Ich mache manchmal heimlich meine Runde und sortiere aus, packe alles in eine Tüte und stelle das oben in den Kellerschrank. Wenn ein halbes Jahr nicht danach gefragt wird, kommt es weg.
Oft geht es ganz gut, wenn andere Kinder in den Genuss kommen: Das ist für die Cousine, das für den Cousin und dann suchen wir noch etwas für die Kinder aus, deren Eltern kein Geld für Spielzeug haben (der Kindergarten hat mal eine solche Sammelaktion in Zusammenarbeit mit einem entsprechenden Institut gemacht).
Und ich habe auch schon - z.B. bei Zetteln und Bildern - die 3-Kisten-Variante durchgeführt: eine für "Behalten", eine für "Mal sehen" und eine für "kann weg". Und habe ihr gesagt, dass die "kann weg" nicht kleiner gefüllt sein soll als die anderen beiden.
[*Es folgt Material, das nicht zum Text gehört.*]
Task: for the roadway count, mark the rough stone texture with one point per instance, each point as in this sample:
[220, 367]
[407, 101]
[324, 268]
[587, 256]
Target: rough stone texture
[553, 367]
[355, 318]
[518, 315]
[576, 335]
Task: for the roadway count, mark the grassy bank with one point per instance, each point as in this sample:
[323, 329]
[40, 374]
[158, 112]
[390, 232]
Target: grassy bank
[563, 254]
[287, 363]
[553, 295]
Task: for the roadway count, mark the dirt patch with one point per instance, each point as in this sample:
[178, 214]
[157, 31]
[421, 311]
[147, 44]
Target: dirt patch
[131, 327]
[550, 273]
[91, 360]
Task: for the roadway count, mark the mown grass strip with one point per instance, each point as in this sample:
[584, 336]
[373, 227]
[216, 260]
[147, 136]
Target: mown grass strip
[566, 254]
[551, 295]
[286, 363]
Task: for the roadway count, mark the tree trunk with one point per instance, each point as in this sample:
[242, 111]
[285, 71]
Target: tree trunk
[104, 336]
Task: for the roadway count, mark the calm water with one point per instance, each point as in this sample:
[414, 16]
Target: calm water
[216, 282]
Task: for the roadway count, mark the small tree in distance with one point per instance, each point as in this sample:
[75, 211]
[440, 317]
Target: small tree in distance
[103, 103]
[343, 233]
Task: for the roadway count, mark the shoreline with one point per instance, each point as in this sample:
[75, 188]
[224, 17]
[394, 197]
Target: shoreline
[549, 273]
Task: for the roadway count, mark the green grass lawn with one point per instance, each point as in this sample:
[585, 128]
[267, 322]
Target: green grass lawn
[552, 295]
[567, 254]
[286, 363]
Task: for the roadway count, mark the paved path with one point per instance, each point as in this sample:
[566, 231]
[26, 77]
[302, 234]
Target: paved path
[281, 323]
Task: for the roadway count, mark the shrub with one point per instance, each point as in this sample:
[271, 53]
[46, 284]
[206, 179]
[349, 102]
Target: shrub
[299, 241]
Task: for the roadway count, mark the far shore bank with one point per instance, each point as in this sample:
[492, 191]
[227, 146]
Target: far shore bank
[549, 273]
Dabei hilft mir aber, dass meine Große selbst sehr systematisch ist und zwar einerseits gerne hortet, andererseits aber ein aufgeräumtes Zimmer schätzt.
Bei Bildern hilft es auch, wenn ich selbst die sammle ("ich möchte die schönen Bilder gern aufbewahren"). Ich schreibe Namen und Datum drauf und es kommt in eine große Kiste. Wenn die mal voll ist, werde ich die schönsten bzw. interessantesten behalten und der Rest kommt eben weg, dann ist das aber schon lange genug her, dass es den Kindern nicht mehr weh tut (bzw. sie müssen es ja nicht mitbekommen...).
An Deiner Stelle würde ich jetzt wirklich sagen, mehr Platz ist nicht, in diesem Zimmer kann man sonst nicht mehr gehen, ohne sich weh zu tun und wenn möglich für alles einen Platz suchen. Und dann muss eben für alles neue, etwas altes hergegeben werden (das heißt aber auch, dass der neue Schreibtisch dann wohl noch nicht untergebracht werden kann ). Ob das funktionieren könnte kannst Du natürlich selbst am besten beurteilen, vielleicht sind meine beiden "Fälle" etwas weniger extrem...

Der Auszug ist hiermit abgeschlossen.